Detecting the Undetectable: Assessing the Efficacy of Current Spoof Detection Methods Against Seamless Speech Edits

Sung-Feng Huang, Heng-Cheng Kuo, Zhehuai Chen, Xuesong Yang, Chao-Han Huck Yang, Yu Tsao, Yu-Chiang Frank Wang, Hung-yi Lee, Szu-Wei Fu

Published in IEEE SLT, 2024

Abstract:

Neural speech editing advancements have raised concerns about their misuse in spoofing attacks. Traditional partially edited speech corpora primarily focus on cut-and-paste edits, which, while maintaining speaker consistency, often introduce detectable discontinuities. Recent methods, like A3 T and Voicebox, improve transitions by leveraging contextual information. To foster spoofing detection research, we introduce the Speech INfilling Edit (SINE) dataset, created with Voicebox. We detailed the process of re-implementing Voicebox training and dataset creation. Subjective evaluations confirm that speech edited using this novel technique is more challenging to detect than conventional cut-and-paste methods. Despite human difficulty, experimental results demonstrate that self-supervised-based detectors can achieve remarkable performance in detection, localization, and generalization across different edit methods.
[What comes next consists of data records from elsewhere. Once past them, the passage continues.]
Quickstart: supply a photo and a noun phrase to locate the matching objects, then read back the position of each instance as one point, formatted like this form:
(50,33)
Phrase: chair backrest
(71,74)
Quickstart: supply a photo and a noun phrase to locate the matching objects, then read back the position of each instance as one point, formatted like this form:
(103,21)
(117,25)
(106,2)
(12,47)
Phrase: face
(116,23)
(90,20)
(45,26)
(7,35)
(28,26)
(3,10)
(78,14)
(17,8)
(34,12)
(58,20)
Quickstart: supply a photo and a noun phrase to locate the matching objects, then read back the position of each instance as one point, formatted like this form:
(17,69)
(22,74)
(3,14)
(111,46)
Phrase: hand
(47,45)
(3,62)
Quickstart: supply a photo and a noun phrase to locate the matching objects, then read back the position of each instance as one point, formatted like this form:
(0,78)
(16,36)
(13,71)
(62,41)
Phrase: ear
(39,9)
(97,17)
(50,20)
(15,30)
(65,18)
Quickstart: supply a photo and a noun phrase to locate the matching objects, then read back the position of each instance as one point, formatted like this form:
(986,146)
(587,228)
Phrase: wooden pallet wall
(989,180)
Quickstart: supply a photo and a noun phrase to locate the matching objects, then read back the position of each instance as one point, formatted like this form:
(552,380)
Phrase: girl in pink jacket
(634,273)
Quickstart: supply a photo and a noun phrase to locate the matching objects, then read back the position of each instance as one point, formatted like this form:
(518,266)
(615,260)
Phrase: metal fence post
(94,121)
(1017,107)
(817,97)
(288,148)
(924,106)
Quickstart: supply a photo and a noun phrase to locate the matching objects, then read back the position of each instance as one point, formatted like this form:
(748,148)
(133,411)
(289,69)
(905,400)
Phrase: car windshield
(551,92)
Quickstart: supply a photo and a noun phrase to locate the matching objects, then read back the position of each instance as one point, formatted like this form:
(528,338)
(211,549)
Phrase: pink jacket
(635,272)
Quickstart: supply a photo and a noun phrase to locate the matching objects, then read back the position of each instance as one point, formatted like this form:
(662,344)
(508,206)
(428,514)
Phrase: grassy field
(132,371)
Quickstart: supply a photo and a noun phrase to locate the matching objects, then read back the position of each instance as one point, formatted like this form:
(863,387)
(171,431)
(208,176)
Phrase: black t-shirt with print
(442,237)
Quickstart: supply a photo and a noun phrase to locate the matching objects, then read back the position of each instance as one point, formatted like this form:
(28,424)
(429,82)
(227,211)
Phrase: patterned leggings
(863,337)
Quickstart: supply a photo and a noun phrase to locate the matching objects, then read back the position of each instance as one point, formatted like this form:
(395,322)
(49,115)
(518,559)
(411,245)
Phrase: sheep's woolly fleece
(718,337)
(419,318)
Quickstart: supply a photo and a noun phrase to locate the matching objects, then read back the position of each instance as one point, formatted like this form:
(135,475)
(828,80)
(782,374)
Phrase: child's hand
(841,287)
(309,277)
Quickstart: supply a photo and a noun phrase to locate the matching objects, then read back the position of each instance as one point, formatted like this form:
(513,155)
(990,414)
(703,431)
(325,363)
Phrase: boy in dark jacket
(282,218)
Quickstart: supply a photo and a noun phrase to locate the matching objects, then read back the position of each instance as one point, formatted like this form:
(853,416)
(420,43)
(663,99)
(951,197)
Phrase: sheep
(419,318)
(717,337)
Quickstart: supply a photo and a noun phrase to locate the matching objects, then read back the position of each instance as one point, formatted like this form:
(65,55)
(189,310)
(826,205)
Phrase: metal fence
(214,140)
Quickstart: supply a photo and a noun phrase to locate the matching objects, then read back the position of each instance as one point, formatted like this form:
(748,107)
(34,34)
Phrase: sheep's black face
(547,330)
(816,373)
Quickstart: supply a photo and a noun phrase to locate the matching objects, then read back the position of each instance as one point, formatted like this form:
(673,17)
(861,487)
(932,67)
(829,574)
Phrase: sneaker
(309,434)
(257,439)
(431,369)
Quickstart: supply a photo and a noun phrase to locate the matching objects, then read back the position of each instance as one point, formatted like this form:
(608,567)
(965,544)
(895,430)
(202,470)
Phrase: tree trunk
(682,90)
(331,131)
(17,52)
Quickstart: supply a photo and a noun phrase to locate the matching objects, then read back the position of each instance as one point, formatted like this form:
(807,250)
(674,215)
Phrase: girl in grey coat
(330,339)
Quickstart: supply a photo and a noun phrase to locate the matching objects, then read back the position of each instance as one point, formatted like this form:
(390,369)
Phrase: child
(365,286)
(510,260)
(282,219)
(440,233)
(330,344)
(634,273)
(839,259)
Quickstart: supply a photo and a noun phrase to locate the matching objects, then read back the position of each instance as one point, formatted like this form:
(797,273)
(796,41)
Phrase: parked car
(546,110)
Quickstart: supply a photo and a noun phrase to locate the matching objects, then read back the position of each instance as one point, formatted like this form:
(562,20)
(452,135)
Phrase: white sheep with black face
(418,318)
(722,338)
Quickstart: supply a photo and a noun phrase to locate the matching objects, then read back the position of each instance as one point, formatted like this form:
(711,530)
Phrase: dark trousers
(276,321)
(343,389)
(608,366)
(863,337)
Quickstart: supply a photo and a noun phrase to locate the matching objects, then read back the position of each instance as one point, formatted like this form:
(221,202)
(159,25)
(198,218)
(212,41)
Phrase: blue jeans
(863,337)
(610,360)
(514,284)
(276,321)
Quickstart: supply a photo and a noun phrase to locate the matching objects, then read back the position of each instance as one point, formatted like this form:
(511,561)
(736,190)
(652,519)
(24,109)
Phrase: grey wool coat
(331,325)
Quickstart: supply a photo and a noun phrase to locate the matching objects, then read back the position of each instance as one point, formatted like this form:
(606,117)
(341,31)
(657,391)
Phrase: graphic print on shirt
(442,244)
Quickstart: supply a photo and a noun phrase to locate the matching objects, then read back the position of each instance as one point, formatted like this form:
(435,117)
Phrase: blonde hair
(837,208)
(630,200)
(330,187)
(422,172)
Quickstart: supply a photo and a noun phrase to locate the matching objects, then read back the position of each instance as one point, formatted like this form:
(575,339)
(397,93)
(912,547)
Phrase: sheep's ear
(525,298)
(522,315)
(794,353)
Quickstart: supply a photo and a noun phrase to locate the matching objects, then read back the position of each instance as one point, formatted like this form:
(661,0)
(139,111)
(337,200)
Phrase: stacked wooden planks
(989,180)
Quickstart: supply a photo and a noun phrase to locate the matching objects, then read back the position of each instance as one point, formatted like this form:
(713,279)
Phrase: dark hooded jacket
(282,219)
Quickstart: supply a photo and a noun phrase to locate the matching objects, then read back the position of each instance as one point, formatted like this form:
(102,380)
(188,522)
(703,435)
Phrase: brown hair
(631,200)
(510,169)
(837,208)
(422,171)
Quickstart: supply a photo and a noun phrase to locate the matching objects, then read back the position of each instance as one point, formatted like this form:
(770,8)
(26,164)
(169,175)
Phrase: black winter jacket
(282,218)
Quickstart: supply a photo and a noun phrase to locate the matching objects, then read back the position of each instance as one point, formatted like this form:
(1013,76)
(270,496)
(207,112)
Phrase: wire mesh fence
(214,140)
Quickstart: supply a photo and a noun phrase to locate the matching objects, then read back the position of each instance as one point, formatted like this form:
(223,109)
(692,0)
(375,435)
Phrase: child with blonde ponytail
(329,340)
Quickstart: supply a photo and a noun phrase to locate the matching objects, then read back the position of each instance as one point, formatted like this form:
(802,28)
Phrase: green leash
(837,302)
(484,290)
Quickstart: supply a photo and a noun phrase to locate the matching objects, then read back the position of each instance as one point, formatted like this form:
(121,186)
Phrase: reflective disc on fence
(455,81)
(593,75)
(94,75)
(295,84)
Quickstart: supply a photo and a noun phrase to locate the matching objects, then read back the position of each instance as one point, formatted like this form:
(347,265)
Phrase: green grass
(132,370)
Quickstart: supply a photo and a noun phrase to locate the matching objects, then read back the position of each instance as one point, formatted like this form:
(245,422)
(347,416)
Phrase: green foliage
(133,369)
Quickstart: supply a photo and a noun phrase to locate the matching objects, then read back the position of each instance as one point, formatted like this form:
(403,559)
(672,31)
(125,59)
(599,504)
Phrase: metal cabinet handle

The dataset and related models will be made available at: https://jasonswfu.github.io/SINE_dataset/index.html

Recommended citation: Huang, Sung-Feng, Heng-Cheng Kuo, Zhehuai Chen, Xuesong Yang, Chao-Han Huck Yang, Yu Tsao, Yu-Chiang Frank Wang, Hung-yi Lee, and Szu-Wei Fu. "Detecting the Undetectable: Assessing the Efficacy of Current Spoof Detection Methods Against Seamless Speech Edits." In 2024 IEEE Spoken Language Technology Workshop (SLT), pp. 652-659. IEEE, 2024. https://ieeexplore.ieee.org/abstract/document/10832200/